Dr Surendra Shastri, HOD Preventive Oncology, Tata Memorial Hospital, who also leads the SmokeFree Mumbai campaign opines that quitting smoking can be achieved successfully, provided the determination to quit is strong, along with the involvement of psychological counseling and various other therapies. Dr. Shastri says, “Smoking is only about 10 per cent physical addiction and 90 per cent psychological addiction. Therefore, smokers must understand that quitting smoking takes more than one attempt. They must also try several methods before they can finally succeed.

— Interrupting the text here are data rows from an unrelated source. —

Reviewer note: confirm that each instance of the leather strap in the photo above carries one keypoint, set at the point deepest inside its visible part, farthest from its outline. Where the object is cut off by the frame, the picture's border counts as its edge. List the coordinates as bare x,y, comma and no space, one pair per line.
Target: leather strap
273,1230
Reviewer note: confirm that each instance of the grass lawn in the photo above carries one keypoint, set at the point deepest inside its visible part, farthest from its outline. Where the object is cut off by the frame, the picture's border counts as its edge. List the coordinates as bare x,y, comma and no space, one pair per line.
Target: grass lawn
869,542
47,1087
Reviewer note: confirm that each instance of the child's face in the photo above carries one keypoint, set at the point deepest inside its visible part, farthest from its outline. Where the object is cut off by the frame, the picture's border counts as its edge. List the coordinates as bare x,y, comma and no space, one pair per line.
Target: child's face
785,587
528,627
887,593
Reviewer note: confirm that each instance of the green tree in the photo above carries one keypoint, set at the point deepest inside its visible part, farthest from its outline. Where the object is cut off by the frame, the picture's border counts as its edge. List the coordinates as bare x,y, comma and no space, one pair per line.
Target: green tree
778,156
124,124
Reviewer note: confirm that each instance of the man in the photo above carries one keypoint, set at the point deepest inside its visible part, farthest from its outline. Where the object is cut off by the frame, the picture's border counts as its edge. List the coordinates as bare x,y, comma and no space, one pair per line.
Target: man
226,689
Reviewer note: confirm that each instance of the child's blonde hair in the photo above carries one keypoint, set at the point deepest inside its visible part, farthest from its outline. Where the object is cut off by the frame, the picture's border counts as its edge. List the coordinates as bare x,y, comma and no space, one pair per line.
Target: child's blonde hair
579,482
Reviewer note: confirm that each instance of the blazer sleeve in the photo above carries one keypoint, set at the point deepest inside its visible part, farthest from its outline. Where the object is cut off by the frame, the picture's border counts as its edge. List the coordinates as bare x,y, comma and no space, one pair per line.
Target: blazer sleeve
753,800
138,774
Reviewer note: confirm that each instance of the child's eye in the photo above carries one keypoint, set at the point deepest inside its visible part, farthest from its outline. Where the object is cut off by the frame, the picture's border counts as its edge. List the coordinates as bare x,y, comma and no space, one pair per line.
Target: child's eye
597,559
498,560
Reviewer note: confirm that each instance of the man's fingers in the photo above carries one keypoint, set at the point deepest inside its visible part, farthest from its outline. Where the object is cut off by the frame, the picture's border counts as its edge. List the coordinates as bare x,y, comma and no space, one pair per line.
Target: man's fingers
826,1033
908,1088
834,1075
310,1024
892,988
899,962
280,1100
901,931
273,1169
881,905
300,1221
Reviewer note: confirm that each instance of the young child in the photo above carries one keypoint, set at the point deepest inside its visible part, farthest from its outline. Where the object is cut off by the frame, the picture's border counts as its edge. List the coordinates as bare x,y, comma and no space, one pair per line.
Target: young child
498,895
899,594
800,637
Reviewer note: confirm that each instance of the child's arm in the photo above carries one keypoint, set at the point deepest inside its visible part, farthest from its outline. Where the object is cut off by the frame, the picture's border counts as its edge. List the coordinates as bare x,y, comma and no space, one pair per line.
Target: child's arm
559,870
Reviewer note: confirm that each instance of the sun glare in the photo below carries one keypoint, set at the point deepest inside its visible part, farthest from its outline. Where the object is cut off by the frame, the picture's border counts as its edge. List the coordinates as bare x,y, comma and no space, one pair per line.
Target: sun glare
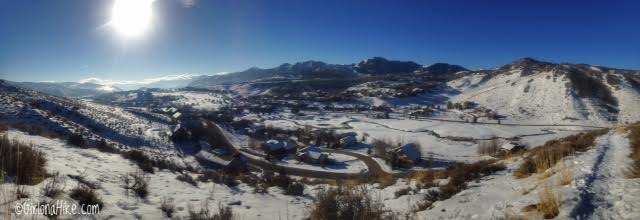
131,18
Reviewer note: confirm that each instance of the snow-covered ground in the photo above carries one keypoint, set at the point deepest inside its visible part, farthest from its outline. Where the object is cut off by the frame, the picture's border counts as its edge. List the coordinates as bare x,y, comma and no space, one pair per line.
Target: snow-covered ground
107,170
195,99
598,191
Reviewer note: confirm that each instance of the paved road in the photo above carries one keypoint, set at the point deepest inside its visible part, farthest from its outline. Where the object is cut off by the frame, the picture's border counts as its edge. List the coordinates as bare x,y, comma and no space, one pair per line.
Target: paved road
373,168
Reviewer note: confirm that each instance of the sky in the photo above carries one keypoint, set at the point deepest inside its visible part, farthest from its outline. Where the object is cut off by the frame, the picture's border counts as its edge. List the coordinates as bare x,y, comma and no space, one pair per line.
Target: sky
70,40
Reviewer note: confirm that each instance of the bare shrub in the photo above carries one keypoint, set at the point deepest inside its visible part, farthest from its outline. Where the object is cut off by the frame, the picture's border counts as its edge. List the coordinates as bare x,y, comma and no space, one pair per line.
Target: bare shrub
402,192
82,179
633,171
525,169
22,162
346,203
21,192
489,147
295,189
86,197
459,175
224,213
544,157
51,213
54,186
566,174
136,183
142,160
185,177
76,140
168,207
550,202
3,127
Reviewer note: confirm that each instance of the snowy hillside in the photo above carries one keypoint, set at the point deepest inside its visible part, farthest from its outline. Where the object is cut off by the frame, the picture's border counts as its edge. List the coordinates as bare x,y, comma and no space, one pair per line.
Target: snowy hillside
549,95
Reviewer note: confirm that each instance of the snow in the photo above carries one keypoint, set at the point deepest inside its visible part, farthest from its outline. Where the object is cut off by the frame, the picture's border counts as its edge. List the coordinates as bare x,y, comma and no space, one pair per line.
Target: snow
195,99
108,168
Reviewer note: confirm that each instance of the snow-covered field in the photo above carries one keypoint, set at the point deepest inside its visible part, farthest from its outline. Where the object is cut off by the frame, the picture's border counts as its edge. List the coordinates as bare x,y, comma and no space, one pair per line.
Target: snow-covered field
197,100
107,170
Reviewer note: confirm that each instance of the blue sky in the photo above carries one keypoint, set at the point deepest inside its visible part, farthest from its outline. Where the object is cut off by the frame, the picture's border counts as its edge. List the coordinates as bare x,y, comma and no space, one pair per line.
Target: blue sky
66,40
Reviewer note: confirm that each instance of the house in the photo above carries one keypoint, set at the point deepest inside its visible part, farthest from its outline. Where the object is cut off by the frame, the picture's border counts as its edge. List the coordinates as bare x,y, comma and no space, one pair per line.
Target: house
348,140
512,147
279,147
313,155
408,152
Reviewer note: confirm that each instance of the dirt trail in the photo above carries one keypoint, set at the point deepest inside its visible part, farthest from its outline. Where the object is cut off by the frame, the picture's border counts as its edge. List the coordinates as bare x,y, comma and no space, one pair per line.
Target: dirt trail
604,191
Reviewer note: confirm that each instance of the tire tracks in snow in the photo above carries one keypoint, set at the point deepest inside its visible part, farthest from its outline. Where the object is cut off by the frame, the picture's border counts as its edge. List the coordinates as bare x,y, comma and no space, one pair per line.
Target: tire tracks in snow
589,200
605,190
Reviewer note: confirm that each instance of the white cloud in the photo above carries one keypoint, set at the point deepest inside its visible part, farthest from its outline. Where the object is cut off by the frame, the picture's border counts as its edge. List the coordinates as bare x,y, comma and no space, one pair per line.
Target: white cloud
133,84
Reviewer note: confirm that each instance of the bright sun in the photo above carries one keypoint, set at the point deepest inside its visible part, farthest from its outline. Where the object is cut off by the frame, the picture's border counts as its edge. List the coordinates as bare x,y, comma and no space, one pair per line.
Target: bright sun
131,18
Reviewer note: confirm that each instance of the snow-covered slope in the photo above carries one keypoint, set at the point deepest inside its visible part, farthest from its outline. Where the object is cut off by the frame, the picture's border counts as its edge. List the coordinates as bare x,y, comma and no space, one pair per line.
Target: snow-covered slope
552,93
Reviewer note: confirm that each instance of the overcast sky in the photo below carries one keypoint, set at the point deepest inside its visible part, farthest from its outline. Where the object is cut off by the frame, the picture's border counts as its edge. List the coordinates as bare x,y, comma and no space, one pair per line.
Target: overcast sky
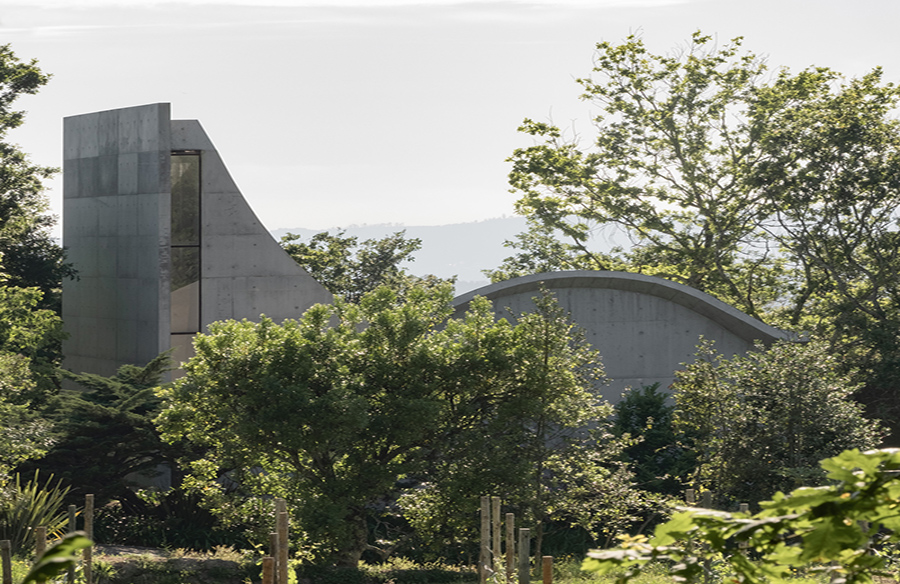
333,113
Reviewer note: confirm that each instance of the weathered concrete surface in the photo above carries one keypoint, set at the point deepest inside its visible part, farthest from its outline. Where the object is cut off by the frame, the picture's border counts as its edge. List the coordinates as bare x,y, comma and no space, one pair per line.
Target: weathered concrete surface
644,327
115,185
116,227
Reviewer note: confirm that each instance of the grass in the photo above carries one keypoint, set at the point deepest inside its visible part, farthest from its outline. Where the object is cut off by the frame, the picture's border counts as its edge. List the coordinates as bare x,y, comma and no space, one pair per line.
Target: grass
566,570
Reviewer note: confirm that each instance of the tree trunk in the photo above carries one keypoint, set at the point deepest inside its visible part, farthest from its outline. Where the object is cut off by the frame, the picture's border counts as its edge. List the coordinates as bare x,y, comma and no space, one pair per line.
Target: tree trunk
350,553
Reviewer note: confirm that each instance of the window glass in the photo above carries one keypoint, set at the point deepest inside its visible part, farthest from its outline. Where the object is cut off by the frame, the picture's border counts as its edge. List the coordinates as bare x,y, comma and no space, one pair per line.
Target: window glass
185,199
185,299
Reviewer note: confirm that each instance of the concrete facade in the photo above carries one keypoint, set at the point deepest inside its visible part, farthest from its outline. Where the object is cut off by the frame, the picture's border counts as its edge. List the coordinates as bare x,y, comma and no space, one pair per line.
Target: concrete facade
132,300
644,327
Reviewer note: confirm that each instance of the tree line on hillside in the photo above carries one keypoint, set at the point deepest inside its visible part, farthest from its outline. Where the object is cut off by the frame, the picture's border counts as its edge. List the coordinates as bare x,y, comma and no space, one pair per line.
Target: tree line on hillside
382,421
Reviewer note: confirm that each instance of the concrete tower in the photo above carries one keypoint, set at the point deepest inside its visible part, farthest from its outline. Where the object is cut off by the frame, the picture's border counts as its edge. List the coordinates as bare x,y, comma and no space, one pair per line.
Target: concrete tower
163,241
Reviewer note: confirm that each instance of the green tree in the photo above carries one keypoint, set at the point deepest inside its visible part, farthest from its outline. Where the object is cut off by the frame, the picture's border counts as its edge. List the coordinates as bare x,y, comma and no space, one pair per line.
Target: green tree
660,461
667,165
545,449
830,529
832,162
777,194
351,269
26,374
540,250
760,423
104,431
337,407
31,257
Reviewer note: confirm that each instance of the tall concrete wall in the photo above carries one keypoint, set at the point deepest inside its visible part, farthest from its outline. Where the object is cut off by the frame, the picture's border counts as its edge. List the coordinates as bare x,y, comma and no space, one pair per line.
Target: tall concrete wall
117,230
643,327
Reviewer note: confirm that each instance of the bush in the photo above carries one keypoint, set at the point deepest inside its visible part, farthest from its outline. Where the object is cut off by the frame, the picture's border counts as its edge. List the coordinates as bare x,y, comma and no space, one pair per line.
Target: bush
26,506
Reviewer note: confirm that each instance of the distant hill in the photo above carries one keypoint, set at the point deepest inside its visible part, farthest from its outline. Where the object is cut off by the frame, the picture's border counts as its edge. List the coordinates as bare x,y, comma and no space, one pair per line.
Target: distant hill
460,249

With determination, will power and an effective strategy, smokers can quit the habit. Smoking cessation represents the single most important step that smokers can take to enhance the length and quality of their lives. Education and awareness play a vital role in curbing the scourge of smoking.” While quitting smoking is no easy task, Dr Shastri points out that the benefits of quitting smoking are farreaching. According to him, within 20 minutes of kicking the habit, the blood pressure returns to normal, while carbon monoxide levels return to normal within eight hours. Blood circulation improves after two months and the chance of a heart attack is cut in half after one year. Further, quitting smoking reduces the risk of cancer and other diseases such as cardiovascular and respiratory diseases caused by smoking. There need not be any stronger reason to finally stub that killer nicotine stick.